The cut utility is another alternative to colrm and awk. It’s designed for removing portions of a file. cut isn’t a full programming language, but it can make more complex transformations than simply deleting a range of columns. However, although it’s a simple tool at heart, it can get tricky; I usually find that, when colrm runs out of steam, it’s best jumping all the way to awk.

We’re still a little short of our goal: how do we count the number of oblasts on each band? At this point, I use a really cheesy solution: another grep, followed by wc:

 $ grep '599 [A-Z][A-Z]' rudx-log.txt  | awk '{print $2 " " $11}' |      sort | uniq | grep 21000 | wc       20      40     180 $ grep '599 [A-Z][A-Z]' rudx-log.txt  | awk '{print $2 " " $11}' |      sort | uniq | grep 14000 | wc       26      52     234 ... 

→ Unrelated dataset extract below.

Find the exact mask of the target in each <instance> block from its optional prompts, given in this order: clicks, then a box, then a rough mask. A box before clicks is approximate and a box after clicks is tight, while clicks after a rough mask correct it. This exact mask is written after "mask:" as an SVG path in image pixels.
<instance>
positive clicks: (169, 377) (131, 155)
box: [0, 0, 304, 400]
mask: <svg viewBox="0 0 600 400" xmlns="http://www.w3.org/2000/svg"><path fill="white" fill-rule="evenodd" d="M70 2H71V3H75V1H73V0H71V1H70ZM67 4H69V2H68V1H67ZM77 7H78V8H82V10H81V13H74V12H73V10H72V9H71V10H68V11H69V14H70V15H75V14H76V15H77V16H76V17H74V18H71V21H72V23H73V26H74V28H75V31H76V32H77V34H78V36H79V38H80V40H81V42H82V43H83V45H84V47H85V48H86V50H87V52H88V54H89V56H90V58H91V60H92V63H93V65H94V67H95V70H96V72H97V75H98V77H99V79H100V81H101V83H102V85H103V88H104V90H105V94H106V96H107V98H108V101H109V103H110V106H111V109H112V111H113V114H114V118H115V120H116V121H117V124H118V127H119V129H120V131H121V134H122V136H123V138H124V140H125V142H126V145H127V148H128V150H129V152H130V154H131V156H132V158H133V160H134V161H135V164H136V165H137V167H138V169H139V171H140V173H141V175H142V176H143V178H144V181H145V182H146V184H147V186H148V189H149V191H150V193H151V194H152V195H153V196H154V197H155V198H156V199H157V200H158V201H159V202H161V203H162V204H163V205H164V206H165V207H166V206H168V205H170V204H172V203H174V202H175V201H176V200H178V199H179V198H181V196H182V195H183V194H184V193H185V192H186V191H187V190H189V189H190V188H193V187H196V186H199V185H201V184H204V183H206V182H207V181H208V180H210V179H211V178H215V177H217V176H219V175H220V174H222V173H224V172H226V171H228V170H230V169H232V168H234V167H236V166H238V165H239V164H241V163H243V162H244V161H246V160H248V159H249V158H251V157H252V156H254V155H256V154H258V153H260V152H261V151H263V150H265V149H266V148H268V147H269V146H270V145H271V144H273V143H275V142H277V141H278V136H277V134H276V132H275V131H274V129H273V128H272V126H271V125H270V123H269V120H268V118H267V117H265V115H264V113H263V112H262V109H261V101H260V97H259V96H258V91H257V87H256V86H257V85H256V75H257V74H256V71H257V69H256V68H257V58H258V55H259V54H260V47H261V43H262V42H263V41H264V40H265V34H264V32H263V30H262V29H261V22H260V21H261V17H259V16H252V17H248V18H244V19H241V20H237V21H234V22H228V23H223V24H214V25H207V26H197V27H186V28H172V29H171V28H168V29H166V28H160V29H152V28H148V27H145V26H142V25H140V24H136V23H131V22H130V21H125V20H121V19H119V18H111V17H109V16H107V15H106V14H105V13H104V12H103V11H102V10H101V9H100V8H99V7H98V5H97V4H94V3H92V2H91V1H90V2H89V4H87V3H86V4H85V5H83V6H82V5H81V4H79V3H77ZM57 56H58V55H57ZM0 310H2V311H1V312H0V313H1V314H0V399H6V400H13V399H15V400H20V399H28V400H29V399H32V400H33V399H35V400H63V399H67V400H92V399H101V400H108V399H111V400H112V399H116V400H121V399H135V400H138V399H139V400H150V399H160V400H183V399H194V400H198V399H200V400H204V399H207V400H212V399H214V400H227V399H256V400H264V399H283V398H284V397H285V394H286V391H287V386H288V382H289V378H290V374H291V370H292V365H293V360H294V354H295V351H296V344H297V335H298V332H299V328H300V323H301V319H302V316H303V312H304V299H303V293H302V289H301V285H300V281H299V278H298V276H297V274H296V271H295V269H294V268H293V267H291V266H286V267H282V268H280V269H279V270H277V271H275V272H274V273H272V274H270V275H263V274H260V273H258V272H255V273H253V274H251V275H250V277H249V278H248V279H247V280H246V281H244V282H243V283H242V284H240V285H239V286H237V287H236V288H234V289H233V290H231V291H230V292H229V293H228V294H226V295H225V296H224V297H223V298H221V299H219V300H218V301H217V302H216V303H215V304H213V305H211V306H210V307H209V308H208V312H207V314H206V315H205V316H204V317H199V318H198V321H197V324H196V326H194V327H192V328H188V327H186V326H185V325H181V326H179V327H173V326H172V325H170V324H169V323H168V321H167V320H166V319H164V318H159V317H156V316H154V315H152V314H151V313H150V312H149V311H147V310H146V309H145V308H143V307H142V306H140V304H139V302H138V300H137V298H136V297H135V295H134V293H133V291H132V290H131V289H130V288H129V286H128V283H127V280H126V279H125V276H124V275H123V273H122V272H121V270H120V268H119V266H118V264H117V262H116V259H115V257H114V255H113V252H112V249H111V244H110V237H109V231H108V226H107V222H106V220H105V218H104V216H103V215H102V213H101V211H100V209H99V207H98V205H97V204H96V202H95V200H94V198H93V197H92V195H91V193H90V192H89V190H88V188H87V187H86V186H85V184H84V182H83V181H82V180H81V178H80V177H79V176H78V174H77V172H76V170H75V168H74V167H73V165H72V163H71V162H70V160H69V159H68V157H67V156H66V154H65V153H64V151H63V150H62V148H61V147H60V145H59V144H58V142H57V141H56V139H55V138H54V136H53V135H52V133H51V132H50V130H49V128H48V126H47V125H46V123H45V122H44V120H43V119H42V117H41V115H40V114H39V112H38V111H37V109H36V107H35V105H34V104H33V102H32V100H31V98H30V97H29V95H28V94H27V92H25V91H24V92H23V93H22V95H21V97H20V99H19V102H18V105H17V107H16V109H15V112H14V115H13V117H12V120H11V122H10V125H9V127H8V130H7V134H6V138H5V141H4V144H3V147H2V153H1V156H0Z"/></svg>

OK, 20 oblasts on the 21 MHz band, 26 on the 14 MHz band. And at this point, there are two questions you really should be asking. First, why not put grep 21000 first, and save the awk invocation? That’s just how the script developed. You could put the grep first, though you’d still need to strip extra gunk from the file. Second: What if there are gigabytes of data? You have to run this command for each band, and for some other project, you might need to run it dozens or hundreds of times. That’s a valid objection. To solve this problem, you need a more complex awk script (which has associative arrays in which you can save data), or you need a programming language such as perl, python, or ruby. At the same time, we’ve gotten fairly far with our data exploration, using only the simplest of tools.

Now let’s up the ante. Let’s say that there are a number of directories with lots of files in them, including these rudx-log.txt files. Let’s say that these directories are organized by year (2001, 2002, etc.). And let’s say we want to count oblasts across all the years for which we have records. How do we do that?

Here’s where we need find. My first approach is to take the filename (rudx-log.txt) out of the grep command, and replace it with a find command that looks for every file named rudx-log.txt in subdirectories of the current directory:

 $ grep '599 [A-Z][A-Z]' `find . -name rudx-log.txt -print`  |    awk '{print $2 " " $11}' | sort | uniq | grep 14000 | wc       48      96     432 

OK, so 48 directories on the 14 MHz band, lifetime. I thought I had done better than that. What’s happening, though? That find command is simply saying “look at the current directory and its subdirectories, find files with the given name, and print the output.” The backquotes tell the Unix shell to use the output of find as arguments to grep. So we’re just giving grep a long list of files, instead of just one. Note the -print option: if it’s not there, find happily does nothing.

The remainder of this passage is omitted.